Aus dem verschlafenen Fischernest Yerba Buena mit ca. 200 Bewohnern wurde bis 1851 die pulsierende Metropole San Francisco mit fast 40.000 Menschen. Die Bevölkerungszahl Kaliforniens explodierte. Immer neue Goldadern heizten den Boom wöchentlich weiter an. Allein 1849 kamen über 90.000 Menschen, davon ein Drittel aus verschiedenen Ländern der Erde. Um 1855 hatte Kalifornien bereits über 300.000 Einwohner. Schon im September 1850 wurde Kalifornien vollgültiger Staat der USA – ohne vorher, wie üblich, den Status eines „Territoriums“ unter Bundesverwaltung durchlaufen zu müssen.

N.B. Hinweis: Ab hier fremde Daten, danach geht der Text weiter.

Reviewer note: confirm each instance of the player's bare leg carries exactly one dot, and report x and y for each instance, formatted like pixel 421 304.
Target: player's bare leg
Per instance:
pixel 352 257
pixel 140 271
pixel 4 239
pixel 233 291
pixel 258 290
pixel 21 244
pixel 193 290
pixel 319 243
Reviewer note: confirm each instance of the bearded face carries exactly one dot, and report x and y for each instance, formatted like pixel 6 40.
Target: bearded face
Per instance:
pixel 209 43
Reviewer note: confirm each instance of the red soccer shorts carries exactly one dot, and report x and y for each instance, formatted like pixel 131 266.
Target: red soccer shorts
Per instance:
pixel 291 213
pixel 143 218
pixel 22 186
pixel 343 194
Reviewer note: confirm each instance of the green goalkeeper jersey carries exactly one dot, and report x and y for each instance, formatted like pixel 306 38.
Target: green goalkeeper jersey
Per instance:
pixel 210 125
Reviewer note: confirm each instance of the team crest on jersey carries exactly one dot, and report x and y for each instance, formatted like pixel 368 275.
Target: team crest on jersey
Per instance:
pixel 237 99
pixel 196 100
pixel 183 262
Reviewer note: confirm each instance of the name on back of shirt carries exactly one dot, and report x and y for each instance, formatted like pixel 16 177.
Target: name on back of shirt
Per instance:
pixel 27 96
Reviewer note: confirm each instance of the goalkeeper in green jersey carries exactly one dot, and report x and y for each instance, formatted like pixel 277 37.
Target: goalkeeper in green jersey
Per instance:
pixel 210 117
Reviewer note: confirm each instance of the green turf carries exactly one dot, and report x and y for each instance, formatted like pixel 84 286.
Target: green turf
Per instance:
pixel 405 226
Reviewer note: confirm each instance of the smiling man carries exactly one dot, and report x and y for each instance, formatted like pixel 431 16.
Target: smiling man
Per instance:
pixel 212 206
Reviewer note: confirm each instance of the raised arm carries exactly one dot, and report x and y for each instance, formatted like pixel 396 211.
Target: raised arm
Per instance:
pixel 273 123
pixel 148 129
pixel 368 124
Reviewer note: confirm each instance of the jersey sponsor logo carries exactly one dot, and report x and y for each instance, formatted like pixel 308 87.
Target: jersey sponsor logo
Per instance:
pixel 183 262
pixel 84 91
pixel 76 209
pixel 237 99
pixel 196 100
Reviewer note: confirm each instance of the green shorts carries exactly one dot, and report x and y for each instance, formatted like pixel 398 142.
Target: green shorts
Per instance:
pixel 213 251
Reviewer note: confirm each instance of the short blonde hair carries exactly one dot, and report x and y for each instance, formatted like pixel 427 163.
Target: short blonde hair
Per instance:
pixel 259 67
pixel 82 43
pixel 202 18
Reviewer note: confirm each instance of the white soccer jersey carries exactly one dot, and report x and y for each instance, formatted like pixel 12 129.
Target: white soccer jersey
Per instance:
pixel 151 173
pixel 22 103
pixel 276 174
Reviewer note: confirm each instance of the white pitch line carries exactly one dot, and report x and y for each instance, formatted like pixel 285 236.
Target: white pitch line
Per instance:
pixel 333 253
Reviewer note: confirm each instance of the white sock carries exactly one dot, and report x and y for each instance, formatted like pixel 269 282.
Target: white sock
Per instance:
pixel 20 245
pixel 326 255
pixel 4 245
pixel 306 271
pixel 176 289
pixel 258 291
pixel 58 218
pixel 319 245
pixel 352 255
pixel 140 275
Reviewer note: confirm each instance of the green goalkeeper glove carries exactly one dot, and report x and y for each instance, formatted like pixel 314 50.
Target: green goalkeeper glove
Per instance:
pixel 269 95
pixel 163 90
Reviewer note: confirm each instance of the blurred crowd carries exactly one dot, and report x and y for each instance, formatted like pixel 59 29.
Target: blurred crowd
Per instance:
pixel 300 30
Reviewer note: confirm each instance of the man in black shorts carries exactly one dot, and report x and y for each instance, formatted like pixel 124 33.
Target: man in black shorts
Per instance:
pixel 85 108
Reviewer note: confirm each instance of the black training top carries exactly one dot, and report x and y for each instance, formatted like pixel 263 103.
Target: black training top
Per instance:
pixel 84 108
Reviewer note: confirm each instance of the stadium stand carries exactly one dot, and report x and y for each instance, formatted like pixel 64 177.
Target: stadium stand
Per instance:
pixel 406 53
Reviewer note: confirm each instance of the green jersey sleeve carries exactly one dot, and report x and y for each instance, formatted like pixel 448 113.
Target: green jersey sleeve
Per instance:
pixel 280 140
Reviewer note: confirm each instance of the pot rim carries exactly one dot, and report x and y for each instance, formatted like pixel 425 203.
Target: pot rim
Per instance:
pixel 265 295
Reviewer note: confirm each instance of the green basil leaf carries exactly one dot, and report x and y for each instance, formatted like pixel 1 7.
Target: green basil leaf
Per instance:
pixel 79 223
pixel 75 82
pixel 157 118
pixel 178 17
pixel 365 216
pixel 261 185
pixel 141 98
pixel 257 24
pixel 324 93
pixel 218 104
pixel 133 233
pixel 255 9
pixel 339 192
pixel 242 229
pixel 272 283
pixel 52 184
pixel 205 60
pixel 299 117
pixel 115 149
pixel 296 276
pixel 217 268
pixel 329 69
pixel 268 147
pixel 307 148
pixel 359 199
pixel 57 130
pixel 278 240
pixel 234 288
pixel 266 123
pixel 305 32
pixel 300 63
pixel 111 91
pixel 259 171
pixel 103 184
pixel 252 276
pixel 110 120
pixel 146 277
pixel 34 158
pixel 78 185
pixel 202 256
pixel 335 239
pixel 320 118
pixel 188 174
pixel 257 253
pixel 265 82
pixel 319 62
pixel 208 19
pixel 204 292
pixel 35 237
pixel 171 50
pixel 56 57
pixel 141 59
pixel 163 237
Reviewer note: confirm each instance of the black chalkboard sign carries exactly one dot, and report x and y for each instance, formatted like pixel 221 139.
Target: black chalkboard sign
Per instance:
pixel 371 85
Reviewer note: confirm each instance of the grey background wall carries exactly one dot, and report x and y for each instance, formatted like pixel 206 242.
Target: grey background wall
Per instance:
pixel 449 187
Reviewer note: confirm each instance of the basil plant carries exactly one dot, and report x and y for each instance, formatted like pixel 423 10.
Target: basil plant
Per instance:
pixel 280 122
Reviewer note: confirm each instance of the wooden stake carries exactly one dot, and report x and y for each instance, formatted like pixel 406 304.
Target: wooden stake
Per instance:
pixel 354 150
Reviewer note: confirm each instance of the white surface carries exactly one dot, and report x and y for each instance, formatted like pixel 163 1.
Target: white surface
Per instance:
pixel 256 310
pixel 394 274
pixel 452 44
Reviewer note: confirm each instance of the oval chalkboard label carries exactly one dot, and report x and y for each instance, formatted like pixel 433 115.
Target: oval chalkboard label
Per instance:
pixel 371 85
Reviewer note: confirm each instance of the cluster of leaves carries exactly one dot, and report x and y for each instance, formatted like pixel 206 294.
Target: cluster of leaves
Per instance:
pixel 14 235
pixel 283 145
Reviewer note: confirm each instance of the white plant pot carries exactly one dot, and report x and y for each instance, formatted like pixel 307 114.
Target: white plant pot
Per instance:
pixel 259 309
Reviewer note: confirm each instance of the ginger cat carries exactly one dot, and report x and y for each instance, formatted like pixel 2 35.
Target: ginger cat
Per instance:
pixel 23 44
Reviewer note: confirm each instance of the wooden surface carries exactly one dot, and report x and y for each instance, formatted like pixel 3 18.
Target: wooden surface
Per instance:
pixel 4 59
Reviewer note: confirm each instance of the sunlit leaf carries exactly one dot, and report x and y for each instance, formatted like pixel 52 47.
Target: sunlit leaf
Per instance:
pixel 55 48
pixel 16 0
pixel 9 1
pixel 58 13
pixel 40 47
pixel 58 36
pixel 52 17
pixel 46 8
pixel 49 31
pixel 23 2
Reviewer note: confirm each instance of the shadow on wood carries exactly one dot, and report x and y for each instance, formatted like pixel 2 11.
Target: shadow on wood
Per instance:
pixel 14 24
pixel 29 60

Der größte Verlierer des Goldrausches war Johann August Sutter, ein aus dem Badischen stammender Abenteurer, der in der Schweizer Armee gedient und der in der damals noch mexikanisch beherrschten Region eine blühende Kolonie geschaffen hatte. Seine Arbeiter liefen weg, um nach Gold zu suchen. Die Goldsucher zerstörten seine Felder und Viehweiden. Hereinströmende weitere Prospektoren erkannten seine mexikanischen Landrechte nicht an und besetzten seine Ländereien. Als er sich ihnen in den Weg stellen wollte, verlor er fast sein Leben.

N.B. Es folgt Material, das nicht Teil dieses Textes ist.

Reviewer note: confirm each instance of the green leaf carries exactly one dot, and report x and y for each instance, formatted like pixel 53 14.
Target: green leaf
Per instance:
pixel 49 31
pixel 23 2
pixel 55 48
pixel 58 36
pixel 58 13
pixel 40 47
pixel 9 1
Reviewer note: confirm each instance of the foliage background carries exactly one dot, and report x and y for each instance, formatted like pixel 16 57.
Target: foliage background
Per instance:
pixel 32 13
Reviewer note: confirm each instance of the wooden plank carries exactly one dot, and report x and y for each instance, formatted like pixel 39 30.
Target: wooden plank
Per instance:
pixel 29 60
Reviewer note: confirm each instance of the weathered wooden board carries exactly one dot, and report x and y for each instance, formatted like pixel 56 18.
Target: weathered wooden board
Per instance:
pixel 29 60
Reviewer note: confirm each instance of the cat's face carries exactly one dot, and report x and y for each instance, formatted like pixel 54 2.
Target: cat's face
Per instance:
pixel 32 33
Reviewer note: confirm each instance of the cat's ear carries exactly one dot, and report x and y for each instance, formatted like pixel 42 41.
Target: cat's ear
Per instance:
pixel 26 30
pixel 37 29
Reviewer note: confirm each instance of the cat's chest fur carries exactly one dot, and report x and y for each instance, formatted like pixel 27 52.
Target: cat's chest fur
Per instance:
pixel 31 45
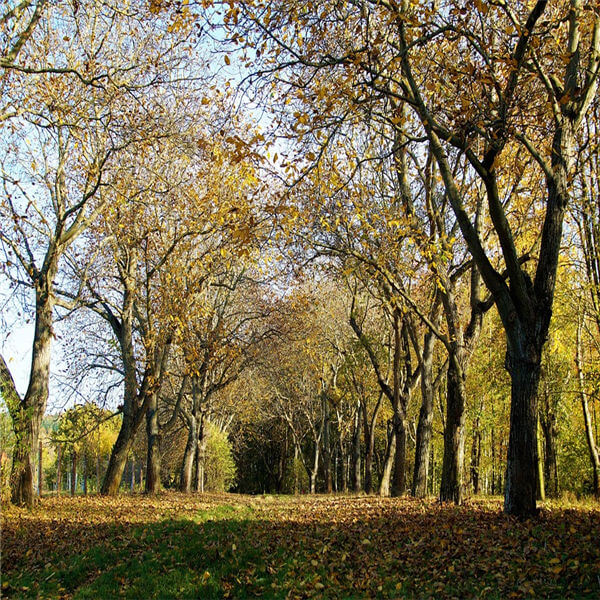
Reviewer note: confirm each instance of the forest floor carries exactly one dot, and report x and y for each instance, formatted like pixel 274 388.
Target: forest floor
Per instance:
pixel 230 546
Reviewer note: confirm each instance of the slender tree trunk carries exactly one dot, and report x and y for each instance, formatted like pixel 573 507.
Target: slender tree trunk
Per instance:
pixel 326 445
pixel 315 469
pixel 589 431
pixel 548 425
pixel 200 456
pixel 399 473
pixel 58 469
pixel 452 486
pixel 476 457
pixel 541 491
pixel 85 475
pixel 185 477
pixel 388 463
pixel 73 472
pixel 424 429
pixel 40 470
pixel 369 440
pixel 153 455
pixel 356 478
pixel 296 459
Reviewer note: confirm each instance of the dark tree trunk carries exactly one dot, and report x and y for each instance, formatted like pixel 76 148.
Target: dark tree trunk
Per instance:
pixel 399 474
pixel 476 457
pixel 153 456
pixel 369 439
pixel 118 456
pixel 40 469
pixel 522 460
pixel 84 475
pixel 388 462
pixel 452 486
pixel 200 455
pixel 27 414
pixel 424 429
pixel 58 470
pixel 550 433
pixel 589 431
pixel 73 472
pixel 185 477
pixel 356 470
pixel 326 445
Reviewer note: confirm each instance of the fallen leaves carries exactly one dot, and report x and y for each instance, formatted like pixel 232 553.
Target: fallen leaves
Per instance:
pixel 227 546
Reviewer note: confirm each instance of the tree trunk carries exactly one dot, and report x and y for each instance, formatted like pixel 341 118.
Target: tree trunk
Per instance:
pixel 73 472
pixel 589 431
pixel 200 456
pixel 549 431
pixel 153 455
pixel 27 414
pixel 118 456
pixel 476 457
pixel 84 475
pixel 388 463
pixel 399 474
pixel 58 470
pixel 369 440
pixel 185 477
pixel 452 486
pixel 326 445
pixel 40 470
pixel 315 469
pixel 356 478
pixel 424 429
pixel 296 459
pixel 521 465
pixel 541 492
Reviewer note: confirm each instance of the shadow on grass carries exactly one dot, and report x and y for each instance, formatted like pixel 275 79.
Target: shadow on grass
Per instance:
pixel 413 552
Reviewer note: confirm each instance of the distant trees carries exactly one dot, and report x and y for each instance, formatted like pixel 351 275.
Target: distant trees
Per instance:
pixel 332 286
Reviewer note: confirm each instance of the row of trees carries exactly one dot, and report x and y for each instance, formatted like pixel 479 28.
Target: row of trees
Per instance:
pixel 426 198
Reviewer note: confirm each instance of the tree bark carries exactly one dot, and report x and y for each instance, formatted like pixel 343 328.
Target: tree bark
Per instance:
pixel 520 490
pixel 326 445
pixel 356 471
pixel 153 455
pixel 58 470
pixel 40 470
pixel 452 486
pixel 388 462
pixel 119 454
pixel 589 431
pixel 425 423
pixel 185 477
pixel 200 455
pixel 84 475
pixel 73 472
pixel 476 457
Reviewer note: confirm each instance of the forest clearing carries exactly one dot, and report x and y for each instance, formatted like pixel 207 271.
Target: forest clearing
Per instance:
pixel 233 546
pixel 300 298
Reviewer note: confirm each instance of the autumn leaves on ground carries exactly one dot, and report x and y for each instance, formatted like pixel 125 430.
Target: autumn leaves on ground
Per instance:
pixel 215 546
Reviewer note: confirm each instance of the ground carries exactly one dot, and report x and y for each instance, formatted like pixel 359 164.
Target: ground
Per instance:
pixel 230 546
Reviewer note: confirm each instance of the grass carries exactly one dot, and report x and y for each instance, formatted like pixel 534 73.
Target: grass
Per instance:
pixel 219 546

Die Legende, daß der „Kaiser von Kalifornien“, wie der Mythos ihn manchmal nannte, in Armut geendet sei, stimmt zwar nicht, aber sein ehrgeiziges Siedlungsprojekt ging zugrunde. Er mußte seine Kolonie verlassen und kehrte nie mehr nach Kalifornien zurück.
Der kalifornische Goldrausch fachte eine ungeheure Dynamik an. Der Westen Amerikas, bis dahin vielfach als wertlose Wüste angesehen, gewann eine überwältigende Attraktivität.
Postkutschenlinien durch den Kontinent entstanden, der Pony Express wurde gegründet, um die Kommunikation zwischen Ost und West aufrechtzuerhalten. Gefolgt vom Telegrafenbau und letztlich den transkontinentalen Eisenbahnlinien.
Der kalifornische Goldrausch gilt als der erste „globale Goldrausch“, weil er Menschen aller Herren Länder in den Westen der USA lockte. Einwanderer kamen aus ganz Europa, aus Lateinamerika, aus dem mittleren Osten, aus Asien. Vor allem Chinesen strömten ins Land, gründeten Wäschereien, Restaurants und Opiumhöhlen. Die Tatsache, daß heute „China Town“ in San Francisco als größte chinesische Stadt außerhalb Chinas gilt hat ihren Ursprung in den Tagen des Goldrausches.
Die Entwicklung war atemberaubend. Es gab Gebiete, die vom Goldboom überrannt und innerhalb weniger Monate völlig ausgebeutet wurden. Dann starben die Zelt- und Kistenbretterstädte wieder ab, und in einer benachbarten Region mit neuen Claims wiederholte sich der Boom. Noch heute gibt es Gegenden in Kalifornien, in denen man die Folgen des Placerminings – bei dem mit Hochdruckwasserpumpen Gold aus Berghängen gespült wurde – anhand der ruinierten Landschaft sehen kann.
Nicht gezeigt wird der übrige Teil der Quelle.